Distributed manufacturing and decentralised production networks already signal that a powerful paradigm shift is underway in the way we connect, work, produce, and ultimately value the things around us. Harnessing circular economic practices and supply chains will not only prove more efficient, sustainable, and better for the environment: they can lead to innovation and the creation of jobs in the long term. Companies that already embrace aspects of this model will become the vanguard of the next generation industry.

Since the mid-2000’s distributed manufacturing has been popularised by the maker movement and DIY culture. The bottom-up response to this crisis led by makers, hacktivists and innovators shows that civic participation and peer-to-peer production can be a cause for hope and solidarity in a time when international cooperation looks weaker than ever. It also shows us that technology can be both disruptive and democratic, responding to consensual ways of information sharing and aggregating data, designs, and manufacturing; as well as coordinating rapid crisis response. What is clear is that a change is already underway and an opportunity at hand to accelerate the evolution of distributed manufacturing from the fringe to the mainstream.

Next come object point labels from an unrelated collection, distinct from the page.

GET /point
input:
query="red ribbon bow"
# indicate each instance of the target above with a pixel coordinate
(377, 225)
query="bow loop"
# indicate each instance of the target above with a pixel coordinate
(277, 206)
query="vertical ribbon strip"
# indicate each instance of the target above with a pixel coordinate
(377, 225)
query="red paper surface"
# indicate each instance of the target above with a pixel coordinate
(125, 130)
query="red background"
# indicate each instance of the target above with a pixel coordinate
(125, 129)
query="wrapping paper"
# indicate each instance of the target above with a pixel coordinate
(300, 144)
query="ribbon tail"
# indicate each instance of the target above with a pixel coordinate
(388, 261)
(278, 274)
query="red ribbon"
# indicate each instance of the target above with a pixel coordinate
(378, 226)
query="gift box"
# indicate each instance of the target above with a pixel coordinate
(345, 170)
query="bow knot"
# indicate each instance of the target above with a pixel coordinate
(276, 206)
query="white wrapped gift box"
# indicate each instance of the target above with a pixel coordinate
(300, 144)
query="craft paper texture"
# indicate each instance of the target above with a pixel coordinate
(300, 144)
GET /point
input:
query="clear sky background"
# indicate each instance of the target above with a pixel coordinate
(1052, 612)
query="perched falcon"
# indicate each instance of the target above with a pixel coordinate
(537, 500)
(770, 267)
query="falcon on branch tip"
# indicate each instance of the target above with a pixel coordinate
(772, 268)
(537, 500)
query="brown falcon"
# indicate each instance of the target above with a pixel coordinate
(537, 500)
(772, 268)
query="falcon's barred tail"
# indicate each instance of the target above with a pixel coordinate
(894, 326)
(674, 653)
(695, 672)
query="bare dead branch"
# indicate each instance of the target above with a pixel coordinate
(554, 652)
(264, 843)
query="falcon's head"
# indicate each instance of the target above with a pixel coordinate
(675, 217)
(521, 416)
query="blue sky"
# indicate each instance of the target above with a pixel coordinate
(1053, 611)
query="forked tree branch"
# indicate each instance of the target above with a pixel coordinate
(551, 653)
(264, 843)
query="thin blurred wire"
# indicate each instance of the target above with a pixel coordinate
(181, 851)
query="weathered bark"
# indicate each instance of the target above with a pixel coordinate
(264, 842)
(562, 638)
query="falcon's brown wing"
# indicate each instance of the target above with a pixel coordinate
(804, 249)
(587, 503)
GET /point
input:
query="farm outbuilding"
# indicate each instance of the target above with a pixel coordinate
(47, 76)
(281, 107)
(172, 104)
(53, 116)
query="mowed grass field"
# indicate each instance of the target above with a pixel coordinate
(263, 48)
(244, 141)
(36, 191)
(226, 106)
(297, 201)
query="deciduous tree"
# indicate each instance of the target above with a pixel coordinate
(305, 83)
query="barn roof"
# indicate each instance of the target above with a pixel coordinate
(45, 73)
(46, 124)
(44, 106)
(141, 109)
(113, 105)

As this technology advances, it also lowers barriers to entry, commercialisation and learning. With the job losses and rising unemployment that will inevitably follow this crisis, education in digital literacy, building new skills and access to these technologies must be prioritised. On the one hand, the right policy decisions that both understand and embrace distributed manufacturing can help this acceleration in ways that are inclusive, help create new opportunities and new jobs. On the other hand, it is up to us to connect dots between peer-to-peer networks and industry 4.0 and invent a future that's worth the candle.